The return of wolves to the contiguous United States is one of the most notable success stories of wildlife conservation.
Once the most widespread carnivore on Earth, wolves were eradicated for centuries across Europe, and early immigrants to North America brought with them their cultural prejudice and fear of the species. Since that time, this important keystone species—an animal vital to the structure and integrity of its ecological community—has been both targeted for extermination and revered as a symbol of wilderness. Despite near total eradication in the lower 48 states, wolves are on the road to recovery thanks to protection afforded them under the Endangered Species Act (ESA) and to efforts by Defenders of Wildlife and other partner conservation organizations, tribes, state and federal agencies and citizen activists.
Wolves once roamed across the North American continent, from the Atlantic to the Pacific coast and from Canada and Alaska’s low Arctic to Mexico’s Central Plateau. Together, two species, the gray wolf (Canis lupus) and the red wolf (Canis rufus), may have numbered 400,000 or more before European settlement (Leonard et al. 2005). Misconceptions rooted in myth and folklore, along with concerns over competition between people and wolves for wild game and livestock, contributed to negative attitudes toward wolves.
Shortly after Europeans arrived, human intolerance led to aggressive eradication programs that eliminated wolves from most of their former range. Populations survived in Canada and Alaska, but in the lower 48 states, the only wolves left by the 1960s were gray wolves in northern Minnesota, Michigan’s Isle Royale National Park in Lake Superior and red wolves in a small portion of Texas and Louisiana (Mech 1995).
A change in attitude
As the last wolves were eradicated from the western United States in the early 20th century, pioneers in the study of this persecuted species—scientists like Ernest Thompson Seton, Stanley P. Young, Adolph Murie and Aldo Leopold—warned that the loss of wolves would result in widespread damage to the environment. The concerns of these researchers (now considered the fathers of modern wolf conservation) were eventually adopted by the emerging environmental movement gaining momentum nationwide in the 1960s and 1970s.

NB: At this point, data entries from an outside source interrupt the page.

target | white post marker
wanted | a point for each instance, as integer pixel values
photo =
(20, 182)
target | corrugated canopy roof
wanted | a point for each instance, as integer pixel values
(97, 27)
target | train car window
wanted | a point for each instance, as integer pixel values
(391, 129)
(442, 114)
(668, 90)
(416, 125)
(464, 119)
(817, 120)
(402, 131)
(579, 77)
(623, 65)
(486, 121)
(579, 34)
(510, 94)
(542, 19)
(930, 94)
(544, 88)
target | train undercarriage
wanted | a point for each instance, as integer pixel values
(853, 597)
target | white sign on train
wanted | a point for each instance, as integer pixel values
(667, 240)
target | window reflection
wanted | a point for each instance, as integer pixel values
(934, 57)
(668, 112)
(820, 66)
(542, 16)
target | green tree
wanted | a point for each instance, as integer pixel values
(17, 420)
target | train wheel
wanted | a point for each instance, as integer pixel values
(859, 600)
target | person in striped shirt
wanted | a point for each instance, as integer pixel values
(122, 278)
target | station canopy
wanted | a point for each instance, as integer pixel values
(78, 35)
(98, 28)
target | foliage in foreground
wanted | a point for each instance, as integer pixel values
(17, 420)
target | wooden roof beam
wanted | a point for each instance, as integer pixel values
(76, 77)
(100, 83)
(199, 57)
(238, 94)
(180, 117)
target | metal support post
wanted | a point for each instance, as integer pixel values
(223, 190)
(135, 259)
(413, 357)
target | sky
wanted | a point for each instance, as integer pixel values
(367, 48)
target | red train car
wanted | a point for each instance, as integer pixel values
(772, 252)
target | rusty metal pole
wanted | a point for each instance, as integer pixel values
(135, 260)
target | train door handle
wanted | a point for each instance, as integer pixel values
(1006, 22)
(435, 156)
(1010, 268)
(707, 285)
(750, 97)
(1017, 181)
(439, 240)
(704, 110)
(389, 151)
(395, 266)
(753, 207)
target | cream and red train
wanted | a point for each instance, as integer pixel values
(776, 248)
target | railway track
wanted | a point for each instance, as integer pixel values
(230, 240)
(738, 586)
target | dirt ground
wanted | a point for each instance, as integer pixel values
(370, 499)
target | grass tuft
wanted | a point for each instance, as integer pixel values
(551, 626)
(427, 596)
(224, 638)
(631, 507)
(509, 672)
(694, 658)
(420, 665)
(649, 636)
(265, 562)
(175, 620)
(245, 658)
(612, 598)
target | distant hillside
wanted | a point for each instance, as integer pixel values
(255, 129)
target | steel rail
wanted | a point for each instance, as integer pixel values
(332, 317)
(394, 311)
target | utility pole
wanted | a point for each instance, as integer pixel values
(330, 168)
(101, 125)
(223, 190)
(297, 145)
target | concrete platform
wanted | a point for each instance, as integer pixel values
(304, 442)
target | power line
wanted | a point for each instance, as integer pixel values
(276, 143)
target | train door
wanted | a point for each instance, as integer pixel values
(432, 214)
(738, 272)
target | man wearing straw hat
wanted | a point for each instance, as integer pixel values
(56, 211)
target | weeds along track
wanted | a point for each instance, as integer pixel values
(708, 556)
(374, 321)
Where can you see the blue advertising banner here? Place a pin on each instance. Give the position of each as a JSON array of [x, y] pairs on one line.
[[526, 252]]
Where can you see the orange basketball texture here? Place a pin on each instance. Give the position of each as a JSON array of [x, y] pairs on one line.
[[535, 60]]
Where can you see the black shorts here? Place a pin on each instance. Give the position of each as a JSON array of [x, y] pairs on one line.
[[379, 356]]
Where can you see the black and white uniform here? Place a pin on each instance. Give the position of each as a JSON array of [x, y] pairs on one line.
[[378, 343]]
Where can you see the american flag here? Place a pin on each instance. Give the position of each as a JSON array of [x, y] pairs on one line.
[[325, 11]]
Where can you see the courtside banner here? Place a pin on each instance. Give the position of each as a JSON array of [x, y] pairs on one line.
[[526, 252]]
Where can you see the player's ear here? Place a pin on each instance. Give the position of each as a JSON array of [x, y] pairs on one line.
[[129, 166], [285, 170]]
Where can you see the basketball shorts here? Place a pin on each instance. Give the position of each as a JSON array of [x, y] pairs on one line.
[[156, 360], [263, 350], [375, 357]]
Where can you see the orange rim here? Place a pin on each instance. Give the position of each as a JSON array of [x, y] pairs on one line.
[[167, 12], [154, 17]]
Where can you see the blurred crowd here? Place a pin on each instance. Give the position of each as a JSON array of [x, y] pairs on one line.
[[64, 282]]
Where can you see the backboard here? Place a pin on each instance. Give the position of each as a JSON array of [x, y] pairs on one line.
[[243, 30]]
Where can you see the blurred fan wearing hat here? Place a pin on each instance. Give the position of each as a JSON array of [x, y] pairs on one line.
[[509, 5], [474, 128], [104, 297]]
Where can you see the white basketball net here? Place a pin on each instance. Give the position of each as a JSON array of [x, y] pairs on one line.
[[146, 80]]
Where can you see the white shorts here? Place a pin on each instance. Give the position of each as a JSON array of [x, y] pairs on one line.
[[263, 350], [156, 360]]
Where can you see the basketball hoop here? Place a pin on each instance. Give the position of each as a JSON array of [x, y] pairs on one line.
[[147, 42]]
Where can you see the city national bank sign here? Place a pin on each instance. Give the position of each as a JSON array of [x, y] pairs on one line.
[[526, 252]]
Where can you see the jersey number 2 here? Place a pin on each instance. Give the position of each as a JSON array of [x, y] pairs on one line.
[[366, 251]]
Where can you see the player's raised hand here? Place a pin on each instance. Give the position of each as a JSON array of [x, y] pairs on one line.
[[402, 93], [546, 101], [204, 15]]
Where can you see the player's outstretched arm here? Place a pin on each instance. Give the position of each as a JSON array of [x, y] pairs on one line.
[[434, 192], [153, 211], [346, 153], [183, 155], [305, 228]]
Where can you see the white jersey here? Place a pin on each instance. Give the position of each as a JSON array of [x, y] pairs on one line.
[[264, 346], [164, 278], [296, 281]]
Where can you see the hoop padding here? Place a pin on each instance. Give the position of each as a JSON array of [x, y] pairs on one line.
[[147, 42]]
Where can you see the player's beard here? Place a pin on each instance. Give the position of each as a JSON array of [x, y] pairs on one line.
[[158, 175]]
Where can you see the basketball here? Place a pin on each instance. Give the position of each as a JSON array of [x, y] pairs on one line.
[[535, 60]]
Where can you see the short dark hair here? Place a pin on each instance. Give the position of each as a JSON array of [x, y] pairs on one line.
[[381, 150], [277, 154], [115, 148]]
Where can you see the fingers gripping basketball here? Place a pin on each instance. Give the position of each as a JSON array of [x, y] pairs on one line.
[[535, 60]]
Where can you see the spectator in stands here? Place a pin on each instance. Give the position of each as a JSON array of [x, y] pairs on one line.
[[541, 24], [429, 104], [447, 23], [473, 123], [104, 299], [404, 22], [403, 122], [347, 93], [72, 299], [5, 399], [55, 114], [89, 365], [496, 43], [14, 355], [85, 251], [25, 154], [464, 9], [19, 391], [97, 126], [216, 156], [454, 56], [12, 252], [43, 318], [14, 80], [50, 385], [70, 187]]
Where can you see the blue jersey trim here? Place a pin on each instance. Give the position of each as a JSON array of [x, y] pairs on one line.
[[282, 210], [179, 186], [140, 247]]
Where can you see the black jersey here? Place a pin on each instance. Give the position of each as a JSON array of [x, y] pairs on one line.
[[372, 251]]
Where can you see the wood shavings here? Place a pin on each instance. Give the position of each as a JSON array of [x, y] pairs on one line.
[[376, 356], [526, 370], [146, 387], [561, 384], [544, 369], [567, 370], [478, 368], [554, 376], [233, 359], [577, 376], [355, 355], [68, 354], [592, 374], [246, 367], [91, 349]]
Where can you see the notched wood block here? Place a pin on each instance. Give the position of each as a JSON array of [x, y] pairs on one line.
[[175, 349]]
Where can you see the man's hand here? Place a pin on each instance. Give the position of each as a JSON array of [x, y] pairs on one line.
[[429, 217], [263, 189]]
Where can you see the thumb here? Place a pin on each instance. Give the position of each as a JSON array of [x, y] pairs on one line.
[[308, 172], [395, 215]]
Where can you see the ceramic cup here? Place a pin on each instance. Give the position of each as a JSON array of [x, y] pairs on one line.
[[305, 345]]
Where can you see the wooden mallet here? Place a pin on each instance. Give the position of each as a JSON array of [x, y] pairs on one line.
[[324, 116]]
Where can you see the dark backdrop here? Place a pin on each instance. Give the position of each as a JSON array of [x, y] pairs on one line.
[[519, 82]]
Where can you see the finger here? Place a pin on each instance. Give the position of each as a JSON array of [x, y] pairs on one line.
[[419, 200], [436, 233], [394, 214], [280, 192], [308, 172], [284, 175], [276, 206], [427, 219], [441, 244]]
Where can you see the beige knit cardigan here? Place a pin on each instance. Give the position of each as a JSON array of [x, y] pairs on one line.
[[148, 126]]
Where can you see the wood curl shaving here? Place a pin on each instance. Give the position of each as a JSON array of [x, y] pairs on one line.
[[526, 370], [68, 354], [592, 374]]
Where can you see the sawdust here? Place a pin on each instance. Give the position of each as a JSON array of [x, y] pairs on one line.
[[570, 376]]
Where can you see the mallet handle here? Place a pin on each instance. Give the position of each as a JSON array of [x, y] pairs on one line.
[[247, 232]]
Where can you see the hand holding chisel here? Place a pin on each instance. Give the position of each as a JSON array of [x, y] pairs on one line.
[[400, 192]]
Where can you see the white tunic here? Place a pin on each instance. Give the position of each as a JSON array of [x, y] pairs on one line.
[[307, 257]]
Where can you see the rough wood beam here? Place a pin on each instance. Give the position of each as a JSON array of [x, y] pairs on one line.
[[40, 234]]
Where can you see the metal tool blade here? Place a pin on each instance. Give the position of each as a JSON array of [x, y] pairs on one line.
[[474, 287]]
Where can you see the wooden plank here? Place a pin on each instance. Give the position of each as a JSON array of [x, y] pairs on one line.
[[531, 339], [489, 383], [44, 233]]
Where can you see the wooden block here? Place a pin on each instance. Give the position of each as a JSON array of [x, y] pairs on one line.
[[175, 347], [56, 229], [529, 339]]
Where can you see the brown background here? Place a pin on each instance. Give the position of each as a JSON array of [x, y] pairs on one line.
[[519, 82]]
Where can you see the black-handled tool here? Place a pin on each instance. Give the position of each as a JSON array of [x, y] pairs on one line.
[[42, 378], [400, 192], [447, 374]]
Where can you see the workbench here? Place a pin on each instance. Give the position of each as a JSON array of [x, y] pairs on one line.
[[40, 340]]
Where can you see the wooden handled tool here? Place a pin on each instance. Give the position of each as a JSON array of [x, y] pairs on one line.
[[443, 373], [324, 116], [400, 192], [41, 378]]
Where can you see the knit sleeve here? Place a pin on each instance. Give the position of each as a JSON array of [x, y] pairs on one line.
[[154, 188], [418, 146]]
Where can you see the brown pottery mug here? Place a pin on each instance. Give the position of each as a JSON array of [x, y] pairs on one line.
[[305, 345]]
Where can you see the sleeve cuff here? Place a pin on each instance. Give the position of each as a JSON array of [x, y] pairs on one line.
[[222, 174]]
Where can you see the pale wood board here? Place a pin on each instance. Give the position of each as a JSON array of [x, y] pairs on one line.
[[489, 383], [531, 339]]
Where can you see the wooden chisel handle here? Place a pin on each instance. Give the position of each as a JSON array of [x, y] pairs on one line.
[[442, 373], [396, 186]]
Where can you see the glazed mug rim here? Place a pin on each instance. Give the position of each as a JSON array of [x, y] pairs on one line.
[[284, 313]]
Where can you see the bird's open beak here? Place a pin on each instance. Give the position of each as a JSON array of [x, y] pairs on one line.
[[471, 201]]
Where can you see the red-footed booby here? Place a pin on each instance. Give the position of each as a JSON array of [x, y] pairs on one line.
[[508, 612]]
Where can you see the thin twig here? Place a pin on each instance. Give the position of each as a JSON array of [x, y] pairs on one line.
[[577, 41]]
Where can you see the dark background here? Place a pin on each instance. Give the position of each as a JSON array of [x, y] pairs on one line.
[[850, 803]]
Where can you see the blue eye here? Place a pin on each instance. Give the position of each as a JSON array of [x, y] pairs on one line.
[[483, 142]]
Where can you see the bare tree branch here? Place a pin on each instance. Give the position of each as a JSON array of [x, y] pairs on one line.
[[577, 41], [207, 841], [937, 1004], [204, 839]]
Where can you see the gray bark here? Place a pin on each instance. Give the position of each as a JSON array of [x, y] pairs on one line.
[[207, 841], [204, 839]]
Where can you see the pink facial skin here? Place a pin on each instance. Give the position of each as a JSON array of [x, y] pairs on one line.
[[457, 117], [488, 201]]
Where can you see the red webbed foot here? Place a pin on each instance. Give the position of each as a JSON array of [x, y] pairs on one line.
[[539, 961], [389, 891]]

National campaigns, movies and popular stories also fostered increasingly favorable attitudes toward wolves. The International Wolf Center and the Science Museum of Minnesota mounted “Wolves and Humans,” a traveling exhibit seen by more than 2.5 million people in 18 U.S. and Canadian cities in nine years on the road. Books like Farley Mowat’s “Never Cry Wolf,” released in 1963 and adapted for a 1983 feature film, and Barry Lopez’s “Of Wolves and Men,” a 1978 National Book Award finalist, were widely read and acclaimed.
Fueled by this positive shift in public attitude toward these top predators, the recovery of wolves in the United States began to accelerate (Musiani and Paquet 2004).
Protections pave way for recovery
Wolves were first formally designated as “endangered” in 1967 under an earlier and much weaker version of today’s ESA that provided no protection against lethal wolf control. When the current ESA was enacted in 1973, all the species listed as endangered under the earlier law, including gray and red wolves, were automatically listed as endangered under the new, much more protective law.
The U.S. Fish and Wildlife Service (FWS) designated red wolves as endangered and gray wolves as threatened in Minnesota and endangered in the rest of the lower 48 states. Thanks to these protections, gray wolf populations in Minnesota increased significantly and dispersed into Wisconsin and Michigan.
In 1987, FWS released captive-bred red wolves in northeastern North Carolina. Meanwhile, out west the prohibition under the 1973 ESA of hunting, trapping, harassing or otherwise harming wolves allowed the predators to slowly expand their range south of the Canadian border. Defenders helped win support for further wolf expansion and acceptance through programs to reimburse ranchers for livestock losses and to prevent losses in the first place. Wolf recovery in the Northern Rockies then got a huge boost in 1995 when FWS released gray wolves from Canada into Yellowstone National Park and central Idaho. And finally, in 1998, FWS released captive-bred Mexican gray wolves into a remote area in Arizona.
The public remains fascinated with wolves. Tourists from all over the world flock to Yellowstone and other wolf habitats, substantially benefiting local economies. With the successful restoration of wolves to key areas like Yellowstone and central Idaho, and their tentative return to the Southwest, modern science is now proving what Seton, Young, Murie and Leopold understood so long ago: Wolves have significant and important influences on other species and their environment (Smith et al. 2003, Ripple and Beschta 2012).